L’antologia ricostruisce con saggi di notevole spessore come le richieste di libertà, dignità, uguaglianza nelle opportunità economiche, fine della corruzione che sono state il motore delle rivolte non solo abbiano chiuso definitivamente l’epoca post-coloniale, ma abbiano aperto con l’ascesa dei partiti islamisti al potere una nuova éra che segna anche la sconfitta della stagione del terrorismo come strumento di lotta politica nel mondo arabo.
Quali saranno nei vari Paesi gli effetti della caduta dei dittatori?
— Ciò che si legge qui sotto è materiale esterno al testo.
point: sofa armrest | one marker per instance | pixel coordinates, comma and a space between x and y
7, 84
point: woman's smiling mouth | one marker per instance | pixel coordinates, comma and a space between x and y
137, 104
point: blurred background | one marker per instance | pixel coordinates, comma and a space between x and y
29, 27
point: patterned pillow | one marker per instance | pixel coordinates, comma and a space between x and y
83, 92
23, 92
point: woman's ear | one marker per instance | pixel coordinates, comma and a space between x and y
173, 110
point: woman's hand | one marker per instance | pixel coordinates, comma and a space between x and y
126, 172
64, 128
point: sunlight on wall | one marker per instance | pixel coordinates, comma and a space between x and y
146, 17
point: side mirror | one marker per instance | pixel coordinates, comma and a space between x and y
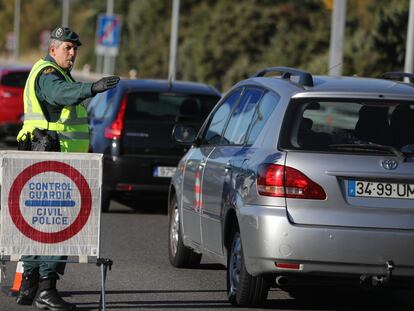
183, 134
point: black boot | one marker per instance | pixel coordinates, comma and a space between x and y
48, 297
28, 288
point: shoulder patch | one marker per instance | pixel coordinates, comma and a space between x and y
49, 70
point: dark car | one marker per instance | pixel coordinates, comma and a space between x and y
12, 82
132, 125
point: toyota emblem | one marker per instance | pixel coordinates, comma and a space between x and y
389, 164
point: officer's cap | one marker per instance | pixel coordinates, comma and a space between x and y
65, 34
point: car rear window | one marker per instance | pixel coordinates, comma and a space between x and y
323, 125
168, 106
15, 79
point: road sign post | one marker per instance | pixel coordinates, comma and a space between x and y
51, 206
108, 34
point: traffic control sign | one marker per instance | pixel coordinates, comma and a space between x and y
50, 203
108, 34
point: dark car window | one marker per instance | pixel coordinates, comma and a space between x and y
98, 106
219, 119
263, 111
241, 117
168, 106
15, 79
331, 124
In Libia, argomenta la Mercuri, non è purtroppo da escludere una «somalizzazione» del Paese visto che le tre realtà territoriali della Tripolitania, della Cirenaica e del Fezzan sono state tenute insieme in 42 anni «non dalle istituzioni e neppure dall’esercito ma dal potere personale di Gheddafi». In Tunisia, scrive Caterina Roggero, sono l’opinione pubblica e una società civile che non hanno più paura di esporsi a vigilare sulla costruzione democratica del Paese. In Egitto il braccio di ferro fra i Fratelli musulmani e le forze armate è solo all’inizio, rimarca Torelli, e lo spazio che verrà dato alle donne, alle minoranze, alle istanze liberali e laiche nella Costituzione rappresenta il primo nodo da sciogliere dell’era post-Mubarak. Ma è soprattutto la crisi siriana a rappresentare un fattore di destabilizzazione dagli esiti imprevedibili: da una parte ha decretato il ridimensionamento del ruolo di leadership al quale la Turchia aspirava dopo un decennio di politica estera improntata alla profondità strategica e all’azzeramento dei problemi con i vicini. Dall’altra sembra aver causato il giro di vite della repressione in Iran e l’aumento dell’isolamento di Israele.
Così l’ipotetica classifica di «chi vince e chi perde» nelle Primavere arabe, al termine dei saggi viene piuttosto soppiantata in chi legge dagli interrogativi su chi ha capito e chi non ancora ha capito. Perché non c’è dubbio che il sacrificio di Mohammed Bouazizi, lo Jan Palach del mondo arabo che il 17 dicembre 2010 ha dato il via a un cambiamento epocale per l’intera regione, ha sconvolto i piani di chi contava sullo status quo per continuare a non affrontare i problemi interni, e a rimandare le risposte ai quesiti su come risolvere la questione arabo-israeliana e su quale sia la via d’uscita dalla Rivoluzione islamica.